Single by Lil Tecca

from the album Dopamine
- Released: March 14, 2025
- Length: 2:16
- Label: Republic
- Songwriters: Tyler-Justin Sharpe; Lucas Scharff;
- Producer: Lucas Scharff

Lil Tecca singles chronology
| "Bad Time" (2024) | "Dark Thoughts" (2025) | "Owa Owa" (2025) |

Audio video
- "Dark Thoughts" on YouTube

= Dark Thoughts (Lil Tecca song) =

"Dark Thoughts" is a song by American rapper Lil Tecca. It was released on March 14, 2025, through Republic Records, as the lead single of his fifth studio album, Dopamine. The song was written by Tecca and was produced by the Danish producer Lucas Scharff.

==Composition==
"Dark Thoughts" features an "upbeat and bouncy melody" in the style of Pharrell Williams's work with the Neptunes, drawing particular comparisons to "Frontin'" and "Beautiful". In the song, Tecca talks to his girlfriend and assures her that he will always lend her an ear.

==Critical reception==
Michael Saponara at Billboard saw the song as an example of Tecca "getting in his pop bag" as he delivers a "soundtrack to a night out on the rooftop bars" and ups "his artistry to new heights" in the process.

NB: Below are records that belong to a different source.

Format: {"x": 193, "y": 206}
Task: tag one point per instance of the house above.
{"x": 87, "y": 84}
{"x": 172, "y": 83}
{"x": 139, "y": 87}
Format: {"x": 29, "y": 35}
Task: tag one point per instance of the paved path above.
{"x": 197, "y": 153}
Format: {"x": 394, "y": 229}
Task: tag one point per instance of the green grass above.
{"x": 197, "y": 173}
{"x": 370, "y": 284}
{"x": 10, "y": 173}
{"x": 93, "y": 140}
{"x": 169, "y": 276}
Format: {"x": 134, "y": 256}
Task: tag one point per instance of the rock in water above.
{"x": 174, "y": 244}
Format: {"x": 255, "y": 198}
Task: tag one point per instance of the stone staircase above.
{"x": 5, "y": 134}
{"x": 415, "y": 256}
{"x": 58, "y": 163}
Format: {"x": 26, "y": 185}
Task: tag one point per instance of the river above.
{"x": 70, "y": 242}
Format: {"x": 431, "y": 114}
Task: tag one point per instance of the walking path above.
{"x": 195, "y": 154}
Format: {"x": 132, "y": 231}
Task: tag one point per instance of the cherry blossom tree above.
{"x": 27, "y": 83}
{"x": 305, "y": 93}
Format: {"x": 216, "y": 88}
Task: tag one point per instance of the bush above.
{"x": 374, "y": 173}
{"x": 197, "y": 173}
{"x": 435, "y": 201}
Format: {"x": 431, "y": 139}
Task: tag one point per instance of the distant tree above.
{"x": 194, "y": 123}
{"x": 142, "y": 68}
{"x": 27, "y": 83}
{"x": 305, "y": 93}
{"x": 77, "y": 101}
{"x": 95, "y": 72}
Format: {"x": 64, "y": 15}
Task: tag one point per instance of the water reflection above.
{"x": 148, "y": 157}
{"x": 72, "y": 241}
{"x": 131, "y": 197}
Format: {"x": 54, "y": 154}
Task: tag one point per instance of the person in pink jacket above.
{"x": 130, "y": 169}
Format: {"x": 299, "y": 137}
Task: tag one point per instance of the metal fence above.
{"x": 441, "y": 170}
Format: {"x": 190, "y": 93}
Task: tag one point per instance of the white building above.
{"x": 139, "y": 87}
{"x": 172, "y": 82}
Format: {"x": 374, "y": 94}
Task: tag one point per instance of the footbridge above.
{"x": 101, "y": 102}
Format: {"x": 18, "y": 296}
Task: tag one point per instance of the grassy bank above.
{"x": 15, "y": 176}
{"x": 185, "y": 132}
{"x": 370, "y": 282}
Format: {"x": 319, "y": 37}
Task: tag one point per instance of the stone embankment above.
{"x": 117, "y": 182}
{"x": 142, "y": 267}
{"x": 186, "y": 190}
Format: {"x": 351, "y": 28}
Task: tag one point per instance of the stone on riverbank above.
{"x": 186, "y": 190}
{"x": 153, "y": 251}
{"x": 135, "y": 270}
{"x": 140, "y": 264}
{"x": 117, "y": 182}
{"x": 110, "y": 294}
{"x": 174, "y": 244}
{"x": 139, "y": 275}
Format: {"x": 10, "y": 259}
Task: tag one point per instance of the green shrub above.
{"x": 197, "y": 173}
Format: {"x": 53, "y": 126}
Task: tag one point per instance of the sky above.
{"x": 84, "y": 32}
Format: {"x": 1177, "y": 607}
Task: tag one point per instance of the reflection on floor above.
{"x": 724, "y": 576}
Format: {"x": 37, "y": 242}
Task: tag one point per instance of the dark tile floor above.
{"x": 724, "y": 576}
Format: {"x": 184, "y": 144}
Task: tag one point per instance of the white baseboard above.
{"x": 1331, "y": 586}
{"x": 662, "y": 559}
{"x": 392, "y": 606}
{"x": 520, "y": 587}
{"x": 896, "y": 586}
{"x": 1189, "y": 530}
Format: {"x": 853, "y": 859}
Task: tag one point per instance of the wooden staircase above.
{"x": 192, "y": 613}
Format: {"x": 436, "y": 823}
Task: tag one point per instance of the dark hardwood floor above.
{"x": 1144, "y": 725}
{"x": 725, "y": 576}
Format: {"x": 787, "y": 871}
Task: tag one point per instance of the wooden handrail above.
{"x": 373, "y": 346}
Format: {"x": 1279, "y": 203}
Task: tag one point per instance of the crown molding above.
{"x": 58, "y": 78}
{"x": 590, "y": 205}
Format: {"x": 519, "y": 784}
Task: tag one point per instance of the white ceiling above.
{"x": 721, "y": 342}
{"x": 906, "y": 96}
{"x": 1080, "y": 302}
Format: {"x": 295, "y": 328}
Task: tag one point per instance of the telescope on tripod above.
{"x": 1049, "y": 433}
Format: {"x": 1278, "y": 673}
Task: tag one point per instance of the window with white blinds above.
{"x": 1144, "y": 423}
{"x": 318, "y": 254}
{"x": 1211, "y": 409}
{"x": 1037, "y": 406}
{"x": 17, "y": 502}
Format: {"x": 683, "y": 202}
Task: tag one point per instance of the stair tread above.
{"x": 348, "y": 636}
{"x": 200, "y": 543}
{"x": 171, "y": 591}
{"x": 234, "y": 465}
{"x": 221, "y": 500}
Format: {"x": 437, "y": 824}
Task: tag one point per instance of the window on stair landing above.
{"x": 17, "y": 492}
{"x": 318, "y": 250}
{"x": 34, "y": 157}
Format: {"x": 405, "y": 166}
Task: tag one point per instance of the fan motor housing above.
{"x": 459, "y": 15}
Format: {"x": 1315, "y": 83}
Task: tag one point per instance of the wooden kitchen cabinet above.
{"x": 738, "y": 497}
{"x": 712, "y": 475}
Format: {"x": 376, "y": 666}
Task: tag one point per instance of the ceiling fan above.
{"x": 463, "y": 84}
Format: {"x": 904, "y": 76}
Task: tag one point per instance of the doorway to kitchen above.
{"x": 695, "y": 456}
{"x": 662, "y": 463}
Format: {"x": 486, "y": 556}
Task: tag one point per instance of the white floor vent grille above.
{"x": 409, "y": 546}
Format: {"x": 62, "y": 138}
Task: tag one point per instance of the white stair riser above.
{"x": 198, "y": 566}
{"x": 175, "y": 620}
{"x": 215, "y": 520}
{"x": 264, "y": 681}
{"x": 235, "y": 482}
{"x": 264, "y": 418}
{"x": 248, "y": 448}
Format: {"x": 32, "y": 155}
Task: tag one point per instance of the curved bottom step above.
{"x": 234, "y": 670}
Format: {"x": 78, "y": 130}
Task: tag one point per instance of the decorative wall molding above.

Devin Morton of HotNewHipHop elaborated that the song showcases Tecca's growth as an artist into a "more capable" songmaker and called "Dark Thoughts" a contender for "the best track of his career" even though it is not a new "stylistic choice". Morton thought the chorus was the climax of the song, calling his vocal delivery "infectious".

HotNewHipHop ranked the song as the 10th best rap song of 2025.

== Charts ==

=== Weekly charts ===

Weekly chart performance for "Dark Thoughts"
| Chart (2025) | Peak position |
|---|---|
| Australia (ARIA) | 22 |
| Australia Hip Hop/R&B (ARIA) | 4 |
| Austria (Ö3 Austria Top 40) | 58 |
| Canada Hot 100 (Billboard) | 22 |
| Denmark (Tracklisten) | 34 |
| Germany (GfK) | 99 |
| Global 200 (Billboard) | 34 |
| Greece International (IFPI) | 61 |
| Iceland (Tónlistinn) | 16 |
| Ireland (IRMA) | 34 |
| Latvia Streaming (LaIPA) | 11 |
| Lithuania (AGATA) | 28 |
| Lithuania Airplay (TopHit) | 40 |
| Malta Airplay (Radiomonitor) | 17 |
| Netherlands (Single Top 100) | 51 |
| New Zealand (Recorded Music NZ) | 11 |
| Norway (VG-lista) | 27 |
| Sweden (Sverigetopplistan) | 82 |
| Switzerland (Schweizer Hitparade) | 39 |
| UK Singles (OCC) | 20 |
| UK Hip Hop/R&B (OCC) | 3 |
| US Billboard Hot 100 | 28 |
| US Hot R&B/Hip-Hop Songs (Billboard) | 9 |
| US Pop Airplay (Billboard) | 35 |
| US Rhythmic Airplay (Billboard) | 2 |

===Monthly charts===

Monthly chart performance for "Dark Thoughts"
| Chart (2025) | Peak position |
|---|---|
| Lithuania Airplay (TopHit) | 42 |

===Year-end charts===

Year-end chart performance for "Dark Thoughts"
| Chart (2025) | Position |
|---|---|
| Canada (Canadian Hot 100) | 71 |
| US Billboard Hot 100 | 96 |
| US Hot R&B/Hip-Hop Songs (Billboard) | 21 |
| US Rhythmic Airplay (Billboard) | 15 |

==Certifications==

Certifications for "Dark Thoughts"
| Region | Certification | Certified units/sales |
| Brazil (Pro-Música Brasil) | Gold | 20,000^{‡} |
| New Zealand (RMNZ) | Platinum | 30,000^{‡} |
| United Kingdom (BPI) | Silver | 200,000^{‡} |
| United States (RIAA) | Platinum | 1,000,000^{‡} |
^{‡} Sales+streaming figures based on certification alone.